As expected, the Southeastern Conference institutions approved a rules change on Friday that would allow graduate transfers — players in all sports who have earned a degree but have remaining athletic eligibility — to move from one SEC school to another without having to sit out for a year in residence.

Greg Sankey, the SEC Commissioner, said at the conclusions of the league’s annual meetings in Destin, Florida, that the proposal offered by the University of Georgia had passed by a “super-majority” by accumulating more than eight votes, although he did not identify which schools had voted for the legislation.

The SEC rationale, per league release, was that the new rule is “intended to codify an exception for intra-conference graduate transfers consistent with recently approved waivers.”

The rule could eventually impact Alabama football graduate Brandon Kennedy. The offensive lineman, who received his degree from Alabama last month, has requested a release from Alabama, which granted the request but listed several schools — the other SEC members and the nonconference schools on the 2018 UA football schedule — to which it would not release Kennedy for immediate eligibility.
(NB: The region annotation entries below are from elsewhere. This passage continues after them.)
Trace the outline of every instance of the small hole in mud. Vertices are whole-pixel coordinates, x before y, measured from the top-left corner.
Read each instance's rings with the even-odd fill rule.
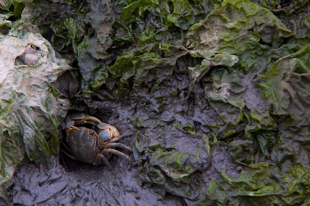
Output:
[[[42,52],[34,45],[28,45],[26,47],[25,52],[15,59],[16,65],[34,66],[39,61]]]

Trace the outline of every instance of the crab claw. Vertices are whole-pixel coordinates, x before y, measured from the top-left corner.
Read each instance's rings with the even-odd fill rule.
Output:
[[[97,125],[97,127],[100,130],[98,137],[101,142],[106,142],[120,135],[118,130],[109,124],[101,123]]]
[[[93,123],[92,122],[96,122],[99,124],[101,123],[101,121],[94,117],[86,115],[81,112],[71,114],[69,116],[69,118],[76,124],[90,123],[96,125],[97,124]]]

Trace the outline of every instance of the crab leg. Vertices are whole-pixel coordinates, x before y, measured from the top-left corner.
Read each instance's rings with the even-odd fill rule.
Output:
[[[113,138],[111,140],[110,140],[110,142],[117,142],[119,140],[121,140],[121,139],[124,139],[124,138],[125,138],[125,137],[129,137],[129,136],[132,135],[133,134],[132,133],[129,133],[129,134],[122,134],[122,135],[120,135],[120,136],[119,136],[118,137]]]
[[[100,119],[95,118],[94,117],[80,112],[71,114],[69,116],[69,118],[76,124],[90,123],[93,124],[94,125],[97,125],[98,124],[95,124],[92,122],[91,121],[96,122],[98,124],[100,124],[102,122]]]
[[[106,152],[110,152],[112,154],[116,154],[116,155],[118,155],[124,159],[125,159],[126,160],[129,161],[129,165],[130,165],[130,166],[131,166],[131,161],[130,161],[130,158],[129,158],[129,156],[128,156],[127,155],[126,155],[125,154],[114,149],[107,148],[107,149],[105,149],[104,151]]]
[[[106,166],[108,167],[108,170],[111,170],[112,169],[112,166],[108,162],[108,161],[107,159],[107,158],[102,154],[98,154],[96,156],[96,159],[95,160],[94,165],[99,165],[101,164],[101,160],[106,164]]]
[[[115,143],[108,143],[106,145],[107,147],[120,147],[120,148],[122,148],[123,149],[126,149],[127,151],[129,151],[130,152],[132,152],[132,149],[131,148],[129,147],[128,146],[125,146],[125,145],[124,145],[124,144],[123,144],[122,143],[120,143],[119,142],[115,142]]]

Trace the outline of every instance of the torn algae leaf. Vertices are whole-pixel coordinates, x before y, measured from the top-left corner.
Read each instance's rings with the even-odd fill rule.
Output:
[[[61,94],[50,83],[69,66],[64,60],[56,58],[50,44],[37,34],[26,33],[19,37],[0,34],[0,184],[3,185],[24,157],[46,163],[51,153],[59,153],[57,127],[65,117],[69,103],[59,98]],[[16,65],[16,59],[29,44],[42,52],[39,61],[35,65]]]
[[[135,145],[140,153],[136,161],[140,164],[145,162],[139,169],[140,178],[172,194],[197,199],[202,186],[199,172],[211,163],[206,135],[186,131],[192,126],[185,126],[183,131],[173,119],[165,122],[157,117],[140,117],[132,121],[141,127]]]
[[[196,204],[223,205],[246,201],[247,205],[250,205],[270,202],[277,205],[299,205],[309,198],[309,168],[292,163],[286,171],[267,163],[249,164],[244,167],[238,177],[228,175],[225,171],[219,171],[222,180],[210,182],[203,196]],[[230,199],[229,197],[239,199]]]
[[[270,113],[282,117],[281,135],[294,150],[296,159],[308,164],[310,128],[310,44],[276,62],[257,81]]]

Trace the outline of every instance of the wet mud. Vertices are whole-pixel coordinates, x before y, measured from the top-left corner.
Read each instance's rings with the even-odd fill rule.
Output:
[[[139,206],[184,205],[178,197],[168,195],[163,202],[158,194],[142,183],[137,167],[130,167],[121,158],[113,158],[113,168],[93,166],[51,158],[51,168],[29,164],[20,167],[14,178],[14,205]],[[132,156],[131,155],[131,157]]]
[[[65,73],[55,84],[66,97],[72,96],[77,89],[76,86],[69,87],[65,81],[72,80],[69,76],[68,73]],[[172,79],[171,81],[174,82],[170,85],[177,85],[181,90],[189,83],[183,82],[184,79]],[[129,94],[128,98],[119,101],[109,100],[101,91],[95,93],[90,101],[78,99],[76,108],[69,113],[86,112],[113,125],[121,134],[133,133],[121,141],[131,147],[133,152],[119,149],[129,156],[132,166],[129,166],[126,160],[112,155],[109,162],[113,169],[107,171],[104,165],[94,166],[73,160],[61,153],[59,156],[52,157],[49,169],[28,163],[17,170],[15,184],[10,188],[12,203],[27,206],[195,205],[195,201],[201,197],[210,181],[220,178],[217,170],[226,168],[227,173],[233,176],[234,172],[232,171],[236,171],[236,166],[229,160],[226,143],[217,144],[211,147],[208,153],[205,147],[198,146],[205,144],[202,136],[197,135],[193,138],[190,133],[185,133],[171,126],[177,122],[181,127],[194,125],[196,132],[201,134],[210,132],[209,127],[205,126],[208,122],[219,120],[216,112],[208,104],[200,86],[197,85],[195,88],[195,96],[199,98],[186,100],[188,115],[185,114],[185,107],[182,103],[186,98],[186,94],[181,93],[174,97],[169,94],[169,91],[164,87],[155,93],[145,93],[143,97]],[[161,95],[166,97],[167,102],[162,106],[162,100],[156,97]],[[62,132],[60,138],[64,136]],[[134,147],[137,139],[141,147],[148,152],[137,151]],[[185,144],[187,146],[185,147]],[[174,187],[173,184],[172,186],[166,183],[161,186],[147,180],[154,177],[153,175],[143,172],[143,164],[151,158],[150,154],[152,150],[149,148],[158,145],[166,152],[185,150],[188,154],[200,153],[197,160],[190,160],[188,163],[196,171],[192,176],[200,182],[198,185],[190,185],[193,194],[189,198],[183,198],[185,195],[182,195],[182,188],[172,187],[169,190],[169,187]],[[169,165],[167,169],[170,169]],[[169,177],[166,178],[169,182]]]

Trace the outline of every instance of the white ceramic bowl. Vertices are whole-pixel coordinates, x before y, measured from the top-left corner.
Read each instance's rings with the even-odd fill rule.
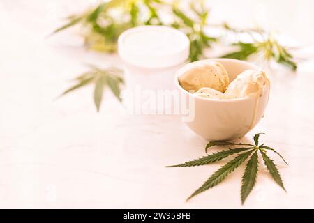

Kennedy, who reportedly would like to transfer to Auburn or Tennessee, appealed that decision to UA but the appeal was denied.

Alabama had no immediate comment on the vote or on Kennedy’s status, per a school spokesperson.

UA may withhold any decision or comment on Kennedy’s status until mid-June. The NCAA’s transfer working group is scheduled to meet in Indianapolis on June 11, where it is expected to present and approve a proposal to “end the practice of schools and coaches blocking an athlete from transferring or dictating where an athlete can go.”Alabama might want to see whether the proposal passes, and the effective date for its implementation, which could be as late as October.

Earlier in the week, Alabama head coach Nick Saban had indicated he wanted “clarity” from the league office, but did not indicate whether he would release Kennedy regardless of any legislative move by the SEC. Saban was against the proposal on the grounds that it would bring “free agency” to the SEC (like most coaches, Saban was more adamantly against the free transfer of all players, graduates or not, which was not part of this year’s proposal) even though he said that “we are probably one of the teams that would benefit.”

In other action taken, the league expanded an existing bylaw involving serious misconduct — defined by the league as “sexual assault, domestic violence, other forms of sexual violence, dating violence or stalking, or conduct of a nature that creates serious concern about the safety of others” — to include prospective student-athletes still in high school or junior college.